分断の暗喩 魂こもる演技(演劇評)
舞台「十二人の怒れる男」
東日本大震災被災地との演劇交流を続ける兵庫県尼崎市のピッコロシアター。仙台の演劇集団、SENDAI座☆プロジェクトには震災直後から関西公演を支援。熱い絆から生まれた舞台「十二人の怒れる男」が、昨年文化庁芸術祭優秀賞を受賞した。同作が再演された(6日所見、レジナルド・ローズ作、宮島春彦演出)。
陪審員に選ばれた12人の男達。彼らに、スラム街の少年の命が委ねられる。父親殺しの目撃証言があり、真実なら死刑が確定する。
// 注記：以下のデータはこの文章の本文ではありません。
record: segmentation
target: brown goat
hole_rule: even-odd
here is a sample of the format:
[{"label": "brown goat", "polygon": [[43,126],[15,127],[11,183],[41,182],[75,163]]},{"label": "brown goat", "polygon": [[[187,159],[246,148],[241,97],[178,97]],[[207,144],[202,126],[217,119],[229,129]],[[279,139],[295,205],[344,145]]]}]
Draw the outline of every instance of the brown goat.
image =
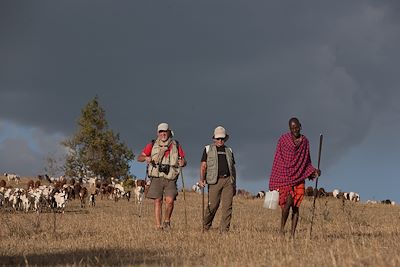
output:
[{"label": "brown goat", "polygon": [[88,190],[86,187],[82,187],[81,191],[79,192],[79,199],[81,200],[81,208],[85,207],[86,204],[86,198],[88,196]]},{"label": "brown goat", "polygon": [[33,180],[29,180],[28,183],[26,184],[26,189],[33,189],[35,187],[35,182]]}]

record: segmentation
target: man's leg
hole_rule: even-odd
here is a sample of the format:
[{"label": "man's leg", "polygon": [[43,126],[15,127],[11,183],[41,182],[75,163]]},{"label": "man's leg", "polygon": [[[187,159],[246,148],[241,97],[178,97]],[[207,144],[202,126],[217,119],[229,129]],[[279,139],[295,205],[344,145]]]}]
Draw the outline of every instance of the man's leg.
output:
[{"label": "man's leg", "polygon": [[161,229],[162,198],[154,199],[154,215],[156,219],[156,228]]},{"label": "man's leg", "polygon": [[284,229],[286,225],[286,221],[289,217],[290,207],[293,206],[293,198],[289,193],[286,199],[285,207],[282,209],[282,218],[281,218],[281,234],[284,234]]},{"label": "man's leg", "polygon": [[161,218],[162,218],[162,201],[163,201],[163,193],[162,193],[162,185],[161,178],[153,178],[151,180],[151,184],[149,187],[149,191],[147,192],[147,198],[153,199],[154,201],[154,215],[156,221],[157,229],[161,229]]},{"label": "man's leg", "polygon": [[164,228],[171,226],[171,216],[174,210],[174,201],[178,195],[178,188],[175,180],[162,179],[163,190],[165,193],[165,214],[164,214]]},{"label": "man's leg", "polygon": [[296,233],[297,221],[299,220],[299,208],[296,206],[292,207],[292,238]]},{"label": "man's leg", "polygon": [[225,179],[221,194],[221,224],[220,231],[229,231],[232,218],[232,202],[233,202],[234,187],[230,179]]},{"label": "man's leg", "polygon": [[165,216],[164,226],[169,227],[171,222],[172,211],[174,210],[174,198],[165,197]]},{"label": "man's leg", "polygon": [[208,204],[206,206],[206,213],[204,216],[204,229],[210,229],[214,220],[215,213],[218,210],[221,200],[221,185],[218,181],[216,184],[208,186]]}]

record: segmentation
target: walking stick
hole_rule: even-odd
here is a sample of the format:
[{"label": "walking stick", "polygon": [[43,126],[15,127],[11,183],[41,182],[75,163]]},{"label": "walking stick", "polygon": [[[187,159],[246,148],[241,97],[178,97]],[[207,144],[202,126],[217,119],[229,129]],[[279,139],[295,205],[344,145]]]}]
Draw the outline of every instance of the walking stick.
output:
[{"label": "walking stick", "polygon": [[185,194],[185,180],[183,179],[182,167],[179,168],[180,175],[182,177],[182,187],[183,187],[183,207],[185,209],[185,227],[187,227],[187,213],[186,213],[186,194]]},{"label": "walking stick", "polygon": [[[146,185],[147,185],[147,170],[148,169],[149,169],[149,164],[146,165],[146,174],[144,176],[144,188],[143,188],[143,190],[146,189]],[[139,218],[142,216],[142,207],[143,207],[143,202],[144,202],[144,199],[145,199],[144,194],[145,194],[145,192],[143,191],[143,199],[140,201],[140,204],[139,204]],[[140,198],[140,194],[139,194],[139,198]]]},{"label": "walking stick", "polygon": [[201,225],[203,226],[202,228],[201,228],[201,232],[204,234],[204,187],[205,187],[205,185],[201,188],[201,198],[202,198],[202,201],[201,201]]},{"label": "walking stick", "polygon": [[[318,150],[318,170],[319,170],[319,165],[321,162],[322,139],[323,139],[323,135],[320,134],[319,135],[319,150]],[[318,194],[317,190],[318,190],[318,177],[315,179],[314,201],[313,201],[313,207],[312,207],[311,226],[310,226],[310,239],[311,239],[312,227],[313,227],[313,222],[314,222],[315,199],[317,198],[317,194]]]}]

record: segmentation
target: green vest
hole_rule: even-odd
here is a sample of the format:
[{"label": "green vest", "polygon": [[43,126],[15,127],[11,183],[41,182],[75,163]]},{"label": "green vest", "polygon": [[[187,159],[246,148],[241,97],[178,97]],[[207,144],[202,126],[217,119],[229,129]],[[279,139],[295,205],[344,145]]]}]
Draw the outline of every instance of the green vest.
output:
[{"label": "green vest", "polygon": [[[206,146],[207,153],[207,184],[216,184],[218,180],[218,153],[214,144]],[[225,147],[226,160],[228,161],[229,173],[231,174],[232,183],[235,182],[236,173],[233,168],[233,153],[230,147]]]},{"label": "green vest", "polygon": [[[166,174],[164,172],[160,172],[158,170],[158,165],[149,164],[148,174],[150,177],[156,178],[165,178],[169,180],[175,180],[179,175],[179,164],[178,164],[178,148],[175,140],[172,140],[172,148],[169,152],[168,156],[159,155],[160,151],[162,151],[162,147],[159,145],[157,140],[153,144],[153,148],[151,149],[151,159],[158,164],[166,164],[169,165],[169,173]],[[170,143],[168,144],[168,146]]]}]

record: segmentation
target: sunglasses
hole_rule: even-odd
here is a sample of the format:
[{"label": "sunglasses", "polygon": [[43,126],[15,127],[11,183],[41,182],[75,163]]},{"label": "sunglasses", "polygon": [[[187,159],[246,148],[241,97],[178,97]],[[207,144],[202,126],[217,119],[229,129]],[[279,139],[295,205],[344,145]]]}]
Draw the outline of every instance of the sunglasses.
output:
[{"label": "sunglasses", "polygon": [[225,141],[225,138],[220,137],[220,138],[215,138],[215,140]]},{"label": "sunglasses", "polygon": [[166,133],[166,132],[168,132],[168,131],[164,131],[164,130],[161,130],[161,131],[158,131],[159,133]]}]

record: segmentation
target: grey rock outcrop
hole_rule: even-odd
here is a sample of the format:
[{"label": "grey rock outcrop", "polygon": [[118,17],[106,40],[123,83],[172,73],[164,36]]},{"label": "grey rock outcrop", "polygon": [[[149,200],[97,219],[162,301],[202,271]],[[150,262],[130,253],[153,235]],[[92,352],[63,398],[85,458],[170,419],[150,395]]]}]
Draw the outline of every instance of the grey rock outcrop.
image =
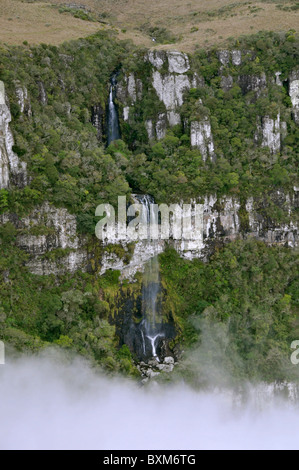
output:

誰もが少年の有罪を確信するが、陪審員8号(樋渡宏嗣)だけが有罪に反対、白熱した議論が始まる。
長机とパイプ椅子だけの簡素な空間。蒸し暑い小部屋での心の格闘を、俳優達が集中度の高い演技で熱演。スラムは犯罪者の温床と決めつける差別意識。自分の予定を優先、結論を急ぐ者の、他者の命に対する無神経。8号も無罪に自信があるわけではない。ただ議論もせず、少年を死に追いやることはできないという信念が彼を支え、証言の小さな矛盾を粘り強く検証する。
1950年代のアメリカの作品。今見ると、分断社会の暗喩に思え、また人の痛みに対し、私達は無関心になっていないかと突き付けられた。スラム街への憎悪にも似た偏見を抱き、死刑に執着する10号(飯沼由和)は、スラム街でのトラブルに家族が巻き込まれた経験があることを想像させる。それは復讐(ふくしゅう)の連鎖=戦争の縮図を示すものか。
法廷劇を超えた、現代社会への問題提起の劇。最後は8号と3号(渡部ギュウ)の真っ向勝負。感情的な3号は、容疑者の少年と、長年確執のある息子を重ねていたことがわかる。証拠の矛盾を冷静に立証した8号に軍配が上がる。樋渡と渡部両俳優の人間臭いぶつかり合いは魂がこもり、見事なクライマックスだった。